Doblas se quedó a su lado y ni siquiera tuvo que variar el ritmo de su respiración para que todos supieran que él iba a hacer lo mismo que mi padre, el sargento Solé Vera.
– Yo me vuelvo a Madrid con vosotros -dijo Sintora, uno de los cristales de las gafas rajado, la cara embarrada y la cinta con los girasoles caída sobre la nuca.
– Madrid, cojones, con lo serca que está Fransia. A Madrid y de desertores, interesante proposisión para que nos fusilen contra una asquerosa tapia, o sin tapia, en medio de una carretera -protestó resignado Montoya-. El capitán, si es que lo volvemos a ver, no va a desertar. Debería fusilarnos él mismo, antes de que se ensañe con nosotros gente desconosida. Mejor morir a buenas manos, aunque sea pronto, que no por la bala de un serdo. ¿Y tú, Gitano?

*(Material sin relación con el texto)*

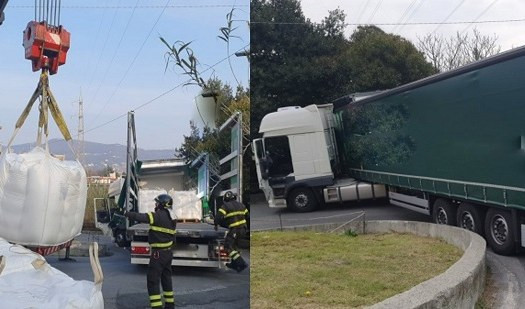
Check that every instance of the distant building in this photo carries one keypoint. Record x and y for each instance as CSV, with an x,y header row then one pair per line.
x,y
102,180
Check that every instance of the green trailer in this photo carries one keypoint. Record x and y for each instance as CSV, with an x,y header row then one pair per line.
x,y
458,134
451,146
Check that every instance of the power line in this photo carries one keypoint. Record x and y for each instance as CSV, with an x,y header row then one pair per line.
x,y
402,18
133,61
481,14
108,67
375,11
406,24
189,6
363,11
103,49
450,14
165,92
411,14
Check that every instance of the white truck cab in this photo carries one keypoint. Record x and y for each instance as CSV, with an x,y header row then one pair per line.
x,y
296,159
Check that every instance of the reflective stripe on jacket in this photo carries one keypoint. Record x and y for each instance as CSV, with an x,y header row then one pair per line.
x,y
231,214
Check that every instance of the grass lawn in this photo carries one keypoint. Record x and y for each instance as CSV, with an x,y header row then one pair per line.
x,y
320,270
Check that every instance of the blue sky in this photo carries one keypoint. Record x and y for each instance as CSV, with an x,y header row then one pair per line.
x,y
97,68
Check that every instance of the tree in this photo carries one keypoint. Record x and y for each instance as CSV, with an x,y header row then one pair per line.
x,y
459,50
293,61
217,144
379,60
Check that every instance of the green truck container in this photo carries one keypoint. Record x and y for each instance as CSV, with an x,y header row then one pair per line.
x,y
451,145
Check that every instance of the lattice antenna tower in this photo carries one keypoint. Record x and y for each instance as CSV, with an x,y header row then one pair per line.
x,y
81,150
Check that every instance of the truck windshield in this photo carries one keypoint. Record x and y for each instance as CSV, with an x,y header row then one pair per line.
x,y
278,154
259,148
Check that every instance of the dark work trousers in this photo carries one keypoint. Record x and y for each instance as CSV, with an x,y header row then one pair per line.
x,y
159,270
231,240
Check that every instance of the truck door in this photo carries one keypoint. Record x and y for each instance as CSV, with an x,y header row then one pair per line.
x,y
262,177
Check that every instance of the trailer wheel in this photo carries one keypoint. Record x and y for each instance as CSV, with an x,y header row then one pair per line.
x,y
302,200
444,212
471,218
499,231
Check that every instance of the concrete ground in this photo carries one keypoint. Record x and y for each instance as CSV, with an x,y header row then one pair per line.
x,y
507,286
125,284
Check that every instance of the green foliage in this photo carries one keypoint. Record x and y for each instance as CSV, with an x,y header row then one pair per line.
x,y
379,60
297,62
181,55
350,233
293,64
210,141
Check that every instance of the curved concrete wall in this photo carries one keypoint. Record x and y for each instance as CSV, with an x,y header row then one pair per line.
x,y
458,287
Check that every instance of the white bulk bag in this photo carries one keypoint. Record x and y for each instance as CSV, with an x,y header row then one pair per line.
x,y
42,199
27,281
186,204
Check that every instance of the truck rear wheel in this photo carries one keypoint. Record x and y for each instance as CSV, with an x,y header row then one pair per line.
x,y
444,212
499,232
302,200
471,218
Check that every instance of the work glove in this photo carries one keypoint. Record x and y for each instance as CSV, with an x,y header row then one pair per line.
x,y
209,220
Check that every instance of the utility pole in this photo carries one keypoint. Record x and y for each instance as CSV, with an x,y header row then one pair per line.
x,y
81,150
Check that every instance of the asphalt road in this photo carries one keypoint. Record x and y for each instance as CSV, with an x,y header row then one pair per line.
x,y
507,284
262,217
125,284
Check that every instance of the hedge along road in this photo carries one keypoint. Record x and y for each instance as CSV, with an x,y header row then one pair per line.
x,y
508,272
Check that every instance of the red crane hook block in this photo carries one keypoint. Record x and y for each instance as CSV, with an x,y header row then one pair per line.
x,y
46,46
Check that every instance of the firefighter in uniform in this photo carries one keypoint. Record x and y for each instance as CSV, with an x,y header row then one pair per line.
x,y
160,237
232,215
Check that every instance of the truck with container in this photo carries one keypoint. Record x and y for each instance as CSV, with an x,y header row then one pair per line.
x,y
451,146
197,243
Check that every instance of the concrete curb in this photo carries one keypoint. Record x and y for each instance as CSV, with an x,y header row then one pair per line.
x,y
460,286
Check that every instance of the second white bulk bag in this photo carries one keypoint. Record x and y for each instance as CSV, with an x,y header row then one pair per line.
x,y
186,204
42,199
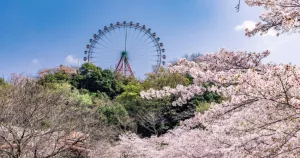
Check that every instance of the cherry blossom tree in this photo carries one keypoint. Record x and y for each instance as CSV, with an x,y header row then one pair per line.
x,y
260,113
282,16
259,116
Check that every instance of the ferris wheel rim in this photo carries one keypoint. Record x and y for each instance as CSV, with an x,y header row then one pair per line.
x,y
142,28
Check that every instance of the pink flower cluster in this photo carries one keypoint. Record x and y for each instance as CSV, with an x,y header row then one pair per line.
x,y
282,16
260,116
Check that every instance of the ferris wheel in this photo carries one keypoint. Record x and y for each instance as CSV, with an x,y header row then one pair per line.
x,y
129,48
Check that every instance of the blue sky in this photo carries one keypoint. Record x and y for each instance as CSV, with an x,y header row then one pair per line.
x,y
37,34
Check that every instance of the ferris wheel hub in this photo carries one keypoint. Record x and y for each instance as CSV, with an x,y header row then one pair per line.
x,y
101,41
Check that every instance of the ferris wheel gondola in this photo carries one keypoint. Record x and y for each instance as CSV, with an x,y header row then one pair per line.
x,y
133,46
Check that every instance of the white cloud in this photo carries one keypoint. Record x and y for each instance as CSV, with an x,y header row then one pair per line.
x,y
70,59
246,25
35,61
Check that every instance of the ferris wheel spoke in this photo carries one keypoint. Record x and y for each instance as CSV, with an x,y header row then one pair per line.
x,y
140,44
139,51
103,40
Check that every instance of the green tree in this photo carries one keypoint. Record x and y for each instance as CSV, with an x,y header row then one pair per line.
x,y
92,78
164,78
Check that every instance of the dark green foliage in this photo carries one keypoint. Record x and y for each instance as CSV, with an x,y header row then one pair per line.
x,y
92,78
58,77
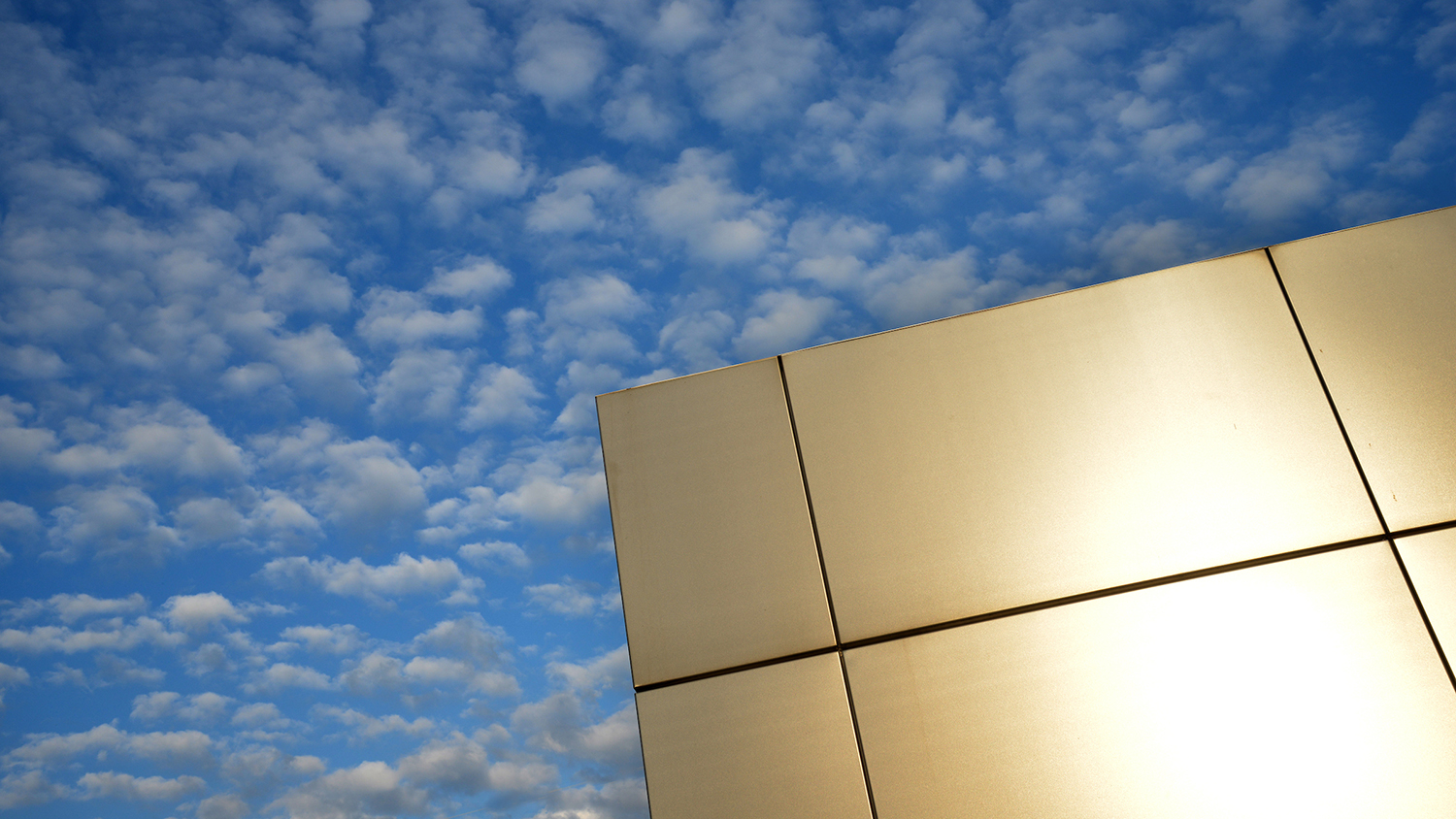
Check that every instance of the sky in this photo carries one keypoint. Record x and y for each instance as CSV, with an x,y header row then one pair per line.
x,y
303,306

Miraron los hombres a Ansaura, el Gitano, la cara renegrida y los ojos turbios, esquivos. Movió la cabeza de un lado a otro, la barba negra oscureciéndole el mentón, los ojos de alquitrán, antes de decir que él esperaría al capitán y luego vería. El otro soldado, Vallejo, antes de que Ansaura, el Gitano, acabase de hablar, dijo que él no iba a esperar a ningún capitán, que a él ya lo habían hecho esperar los capitanes, los tenientes y los coroneles muchos meses y que la guerra había acabado para él. Se colgó el fusil al hombro y comenzó a alejarse del río mientras los hombres del destacamento subían al camión en el que acababan de transportar a los heridos y se dirigían al lugar en el que estaba el resto de los vehículos.
Recogieron el otro camión del destacamento y subieron a un cerro desde el que veían la llanura de la que continuamente partían camiones y coches. Miraban con unos prismáticos, turnándose, hasta que a la caída de la tarde, el sargento Solé Vera, sin los prismáticos, vio atravesar el llano una figura que caminaba recta y despacio. En una mano llevaba una pistola.